Several tea garden laborers and planters Reuters spoke with said tea factories in Assam now only run for about six months compared with round-the-year operations earlier.

Less rainfall resulted in an 8 percent fall in tea exports last year, according to the Indian Tea Association (ITA).

India is the world’s No. 2 tea producer but is less export-oriented than other producers thanks to its big home market, and Sri Lanka has been extending its lead as the world’s third largest exporter behind China and Kenya.

Labor accounts for 60 percent of the total costs for tea firms in Assam, whose prices last year were higher than those auctioned in Mombasa in Kenya, Chittagong in Bangladesh, Limbe in Malawi and the Indonesian capital Jakarta.

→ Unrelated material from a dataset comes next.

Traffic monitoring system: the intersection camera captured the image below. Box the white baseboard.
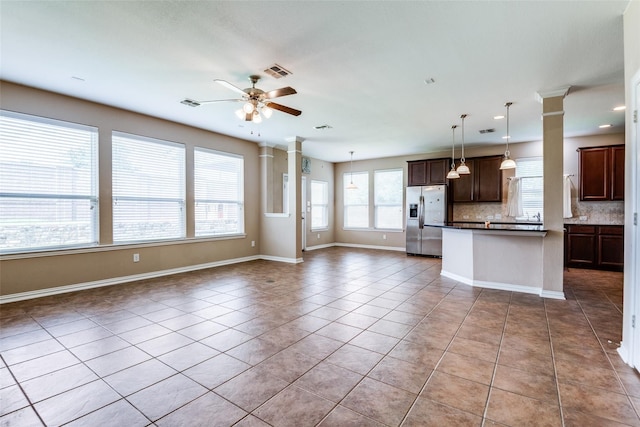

Profit margins at Kolkata-based McLeod Russel, the world’s largest tea producer, are estimated to have fallen to their lowest in six years in the year ended March 31, according to Thomson Reuters data.

To cut labor costs, tea companies like Aideobarie Tea Estates, owned by ATPA’s Barooah, are exploring greater use of machines to harvest and spray nutrients or pesticides.

Barooah, whose company employs 48-year-old leaf plucker Ghatowar, her husband and now her eldest son, is also thinking of expanding into high-margin white tea made from tea buds.

Other tea gardens have moved to cultivating black pepper, turmeric, ginger, vegetables and fruit alongside tea, while Indian scientists are testing tea varieties that can adapt and survive in hotter and drier conditions.

But in the face of long-term climate change, that may not be enough.

“With rain so scarce, a day may come when Assam will not grow tea anymore,” said tea scientist Subhash Chandra Barua. “Planting a crop is fine but economic cultivation may not be feasible.”